By Amy Cherry 3:04pm, October 10, 2013 - Updated 5:23pm, October 10, 2013
WDEL's Amy Cherry talks with Raetta McCall, a public member of the Blue Ribbon Task Force that's studying whether to open up Family Court.A Blue Ribbon Task Force holds its first meeting on whether to open up proceedings in Delaware Family Court.
WDEL's Amy Cherry reports.
Raetta McCall, a public member of the task force, says she's been told many times that she can't enter Protection from Abuse (PFA) hearings, one of the few proceedings that is actually open in Delaware Family Court.
To that, task force member and Family Court Chief Judge Chandlee Kuhn said during the meeting, "Sounds like I have a significant training issue."
"I'll go back and make sure that all of our staff are trained, and that is clear that they need to be following within the security boundaries what is presumptively open and what is presumptively closed," says Kuhn.
She has issued an Administrative Directive, as promised, Thursday. The front page of the Delaware Family Court website now addresses the issue. This public document also addresses what proceedings are currently open and closed in Family Court.
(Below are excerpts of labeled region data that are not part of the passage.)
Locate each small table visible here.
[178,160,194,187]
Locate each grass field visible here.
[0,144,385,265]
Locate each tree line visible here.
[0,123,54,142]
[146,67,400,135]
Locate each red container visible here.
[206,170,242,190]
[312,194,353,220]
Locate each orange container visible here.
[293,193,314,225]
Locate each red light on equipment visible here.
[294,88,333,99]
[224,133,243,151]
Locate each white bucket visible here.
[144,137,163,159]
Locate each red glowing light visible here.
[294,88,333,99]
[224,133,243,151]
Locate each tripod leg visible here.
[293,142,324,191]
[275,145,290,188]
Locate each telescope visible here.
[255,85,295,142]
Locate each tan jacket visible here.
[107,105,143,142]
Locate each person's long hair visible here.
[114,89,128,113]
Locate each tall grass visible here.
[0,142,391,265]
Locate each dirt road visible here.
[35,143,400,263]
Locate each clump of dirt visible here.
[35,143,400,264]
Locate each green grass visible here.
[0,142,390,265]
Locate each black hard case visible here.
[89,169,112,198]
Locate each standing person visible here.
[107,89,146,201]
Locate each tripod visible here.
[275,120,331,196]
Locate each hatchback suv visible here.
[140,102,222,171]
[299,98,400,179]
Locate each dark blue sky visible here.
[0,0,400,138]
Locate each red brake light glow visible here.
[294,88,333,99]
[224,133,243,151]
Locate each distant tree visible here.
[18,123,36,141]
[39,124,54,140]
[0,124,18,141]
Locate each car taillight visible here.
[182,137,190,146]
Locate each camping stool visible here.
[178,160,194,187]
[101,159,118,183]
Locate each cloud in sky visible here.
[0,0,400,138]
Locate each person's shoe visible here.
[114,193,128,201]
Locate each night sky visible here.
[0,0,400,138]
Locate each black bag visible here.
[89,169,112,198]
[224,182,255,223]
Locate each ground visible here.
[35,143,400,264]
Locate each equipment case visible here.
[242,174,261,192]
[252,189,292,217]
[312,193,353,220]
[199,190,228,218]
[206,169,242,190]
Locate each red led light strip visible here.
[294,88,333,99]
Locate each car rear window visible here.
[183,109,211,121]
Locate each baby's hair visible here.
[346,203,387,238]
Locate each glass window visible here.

Kuhn tells WDEL she doesn't view the needed staff training as a large undertaking, but calls it "significant for the public's trust."
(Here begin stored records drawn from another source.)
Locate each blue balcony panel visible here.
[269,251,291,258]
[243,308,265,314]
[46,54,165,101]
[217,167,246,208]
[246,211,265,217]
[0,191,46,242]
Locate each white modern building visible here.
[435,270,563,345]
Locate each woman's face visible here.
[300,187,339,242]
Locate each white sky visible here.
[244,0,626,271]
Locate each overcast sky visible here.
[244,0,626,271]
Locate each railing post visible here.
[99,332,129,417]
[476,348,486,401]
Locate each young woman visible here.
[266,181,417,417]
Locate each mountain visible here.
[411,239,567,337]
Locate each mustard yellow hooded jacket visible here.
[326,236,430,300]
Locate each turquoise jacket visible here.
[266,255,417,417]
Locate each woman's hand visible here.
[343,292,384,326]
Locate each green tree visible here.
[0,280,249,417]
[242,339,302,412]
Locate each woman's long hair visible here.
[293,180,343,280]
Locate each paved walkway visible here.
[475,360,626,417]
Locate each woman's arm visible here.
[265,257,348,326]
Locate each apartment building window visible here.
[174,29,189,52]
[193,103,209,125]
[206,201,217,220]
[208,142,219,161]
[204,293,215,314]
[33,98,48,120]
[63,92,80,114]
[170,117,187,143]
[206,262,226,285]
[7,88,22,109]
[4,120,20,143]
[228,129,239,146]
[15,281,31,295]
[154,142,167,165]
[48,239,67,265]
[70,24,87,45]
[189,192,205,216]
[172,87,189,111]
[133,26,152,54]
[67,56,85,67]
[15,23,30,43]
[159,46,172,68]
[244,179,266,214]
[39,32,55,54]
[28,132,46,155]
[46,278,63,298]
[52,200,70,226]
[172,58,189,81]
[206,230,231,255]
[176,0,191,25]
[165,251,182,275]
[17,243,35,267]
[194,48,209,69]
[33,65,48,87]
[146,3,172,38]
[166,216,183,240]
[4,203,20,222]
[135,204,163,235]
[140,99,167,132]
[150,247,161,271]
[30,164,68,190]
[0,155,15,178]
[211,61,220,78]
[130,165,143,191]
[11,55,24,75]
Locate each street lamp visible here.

McCall says she's satisfied, for now, and hopeful the directive would be followed.
"I would hope that it would be. I can't guarantee that because I believe that the information for open and closed court has been out there for eons and it wasn't followed then," says McCall.
So far, the Task Force has voted to keep adoption and child welfare proceedings closed. They've moved to recommend opening up paternity cases to the public, but tabled cases of divorce and child custody to study what's being done in other states.
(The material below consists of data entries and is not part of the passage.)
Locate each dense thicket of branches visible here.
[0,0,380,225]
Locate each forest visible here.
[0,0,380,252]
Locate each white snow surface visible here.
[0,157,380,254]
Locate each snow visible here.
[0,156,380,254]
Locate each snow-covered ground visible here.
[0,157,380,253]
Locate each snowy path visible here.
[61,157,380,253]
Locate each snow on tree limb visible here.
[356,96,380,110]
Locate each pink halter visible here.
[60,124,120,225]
McCall believes all areas of Family Court should be open.
"There are some issues that I have heard from people with parental rights, and they felt that they were terminated, and they felt that they were terminated unjustly, so if there's nobody in there, then what do they have to go by? Because we only get one chance in that courtroom, and it changes your life," says McCall.
Judge Kuhn cautions this is just the beginning of the discussion.
"I don't think anything is in stone as of yet. I think we are getting additional research in all of the areas," says Kuhn.
Space issues were also discussed at this initial meeting of the Blue Ribbon Task Force.
"The Kent and Sussex courtrooms are not even large enough for all of the interested parties."
But Kuhn admits, space can't be a factor in whether proceedings should be open or closed.
"I think the decision should be based upon what is in the best interest of the public, and then the space issues and security issues should be addressed from there," says Kuhn.
Possible solutions that were discussed include video monitoring rooms when courtrooms are too small to accommodate the public.
The Blue Ribbon Task Force will meet at least twice more before making final recommendations to the General Assembly in February of next year.